Higher Iraqi toll
The death toll reached 4,000 following the deaths of four soldiers in a roadside bomb attack in the south of the Iraqi capital, Baghdad, on Sunday.
At least 50 Iraqis, most of them civilians, also died on Sunday in violence including bomb blasts and shootings.
In the most deadly attack, 13 Iraqi soldiers were killed when a suicide bomber drove a vehicle packed with explosives into a security checkpoint in the northern city of Mosul.
More than 29,000 American soldiers have been wounded after years of conflict in Iraq, according to the icasualties.org website, which also carried the 4,000-strong US death toll.

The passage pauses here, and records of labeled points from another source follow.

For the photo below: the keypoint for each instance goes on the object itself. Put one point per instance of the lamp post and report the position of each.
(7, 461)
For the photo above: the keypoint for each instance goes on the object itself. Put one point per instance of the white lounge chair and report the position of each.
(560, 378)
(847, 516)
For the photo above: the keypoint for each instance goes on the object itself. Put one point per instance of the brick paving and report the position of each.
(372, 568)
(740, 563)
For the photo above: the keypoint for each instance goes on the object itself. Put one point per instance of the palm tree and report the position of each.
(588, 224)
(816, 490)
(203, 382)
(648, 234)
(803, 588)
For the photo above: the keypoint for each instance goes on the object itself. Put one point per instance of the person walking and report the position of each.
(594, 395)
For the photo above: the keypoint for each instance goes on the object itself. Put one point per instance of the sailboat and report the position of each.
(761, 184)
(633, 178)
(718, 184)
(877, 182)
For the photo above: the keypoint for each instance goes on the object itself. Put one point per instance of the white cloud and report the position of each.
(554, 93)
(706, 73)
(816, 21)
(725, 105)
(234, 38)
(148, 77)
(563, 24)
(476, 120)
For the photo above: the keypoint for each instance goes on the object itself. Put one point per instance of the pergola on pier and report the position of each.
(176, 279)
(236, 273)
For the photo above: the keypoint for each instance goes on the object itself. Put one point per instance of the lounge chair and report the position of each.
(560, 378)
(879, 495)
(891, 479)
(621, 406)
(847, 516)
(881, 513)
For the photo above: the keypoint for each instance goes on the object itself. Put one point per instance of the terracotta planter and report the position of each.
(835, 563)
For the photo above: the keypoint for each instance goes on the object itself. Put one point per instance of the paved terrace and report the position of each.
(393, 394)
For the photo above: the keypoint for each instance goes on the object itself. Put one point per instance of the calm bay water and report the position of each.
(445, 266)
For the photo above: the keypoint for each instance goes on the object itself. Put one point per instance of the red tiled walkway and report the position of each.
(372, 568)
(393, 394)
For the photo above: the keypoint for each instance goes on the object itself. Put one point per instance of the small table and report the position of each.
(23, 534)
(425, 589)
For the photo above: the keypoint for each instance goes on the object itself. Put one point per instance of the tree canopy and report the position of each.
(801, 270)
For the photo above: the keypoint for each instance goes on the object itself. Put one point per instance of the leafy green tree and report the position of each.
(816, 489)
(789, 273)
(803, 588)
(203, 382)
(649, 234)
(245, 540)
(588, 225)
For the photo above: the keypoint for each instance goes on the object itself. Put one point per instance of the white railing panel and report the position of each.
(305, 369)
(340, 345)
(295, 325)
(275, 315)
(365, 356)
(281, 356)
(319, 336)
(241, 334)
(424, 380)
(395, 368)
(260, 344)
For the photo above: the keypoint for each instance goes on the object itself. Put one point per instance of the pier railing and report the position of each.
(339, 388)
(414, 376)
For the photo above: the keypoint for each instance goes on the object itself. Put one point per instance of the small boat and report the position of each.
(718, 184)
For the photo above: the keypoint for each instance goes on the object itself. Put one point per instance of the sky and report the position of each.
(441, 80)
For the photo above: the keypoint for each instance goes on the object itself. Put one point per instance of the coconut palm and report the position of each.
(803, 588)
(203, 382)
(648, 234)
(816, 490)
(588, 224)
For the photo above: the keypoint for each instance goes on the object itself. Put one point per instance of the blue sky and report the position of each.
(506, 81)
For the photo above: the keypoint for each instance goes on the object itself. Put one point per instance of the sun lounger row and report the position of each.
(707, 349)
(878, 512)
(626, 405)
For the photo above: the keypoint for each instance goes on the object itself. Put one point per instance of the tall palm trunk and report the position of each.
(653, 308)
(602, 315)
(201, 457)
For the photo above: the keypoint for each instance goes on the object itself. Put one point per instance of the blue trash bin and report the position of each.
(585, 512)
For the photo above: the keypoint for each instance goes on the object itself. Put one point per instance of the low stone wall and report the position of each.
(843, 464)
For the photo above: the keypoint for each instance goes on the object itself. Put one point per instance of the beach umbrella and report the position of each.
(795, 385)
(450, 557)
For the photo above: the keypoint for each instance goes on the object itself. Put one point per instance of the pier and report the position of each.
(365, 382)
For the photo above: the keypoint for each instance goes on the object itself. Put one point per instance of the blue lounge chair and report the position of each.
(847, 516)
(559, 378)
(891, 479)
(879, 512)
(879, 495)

Meanwhile the Iraqi death toll from the US-led invasion, which entered its sixth year last week, is much higher, with estimates ranging from around 90,000 by website Iraq Body Count to upwards of 650,000 in a controversial report by the UK Lancet medical journal released in October 2006.
However Al Jazeera correspondent Rob Reynolds says that although polls show the majority of US citizens have made it clear they think war was a mistake and would like US troops withdrawn, policy makers within the government do not share this view.
Calls to withdraw
Obama said on Monday he reacted "with great sadness" to the news that "we have reached another grim milestone in Iraq, with at least 4,000 of our finest Americans having been killed".
"It is past time to end this war that should never have been waged by bringing our troops home, and finally pushing Iraq's leaders to take responsibility for their future," he said.
Hillary Clinton, Obama's rival for the Democratic nomination, reiterated her belief in a statement that the troops should be withdrawn.
"As president, I intend to honour their extraordinary service and the sacrifice of them and their families by ending this war and bringing them home as quickly and responsibly as possible," she said.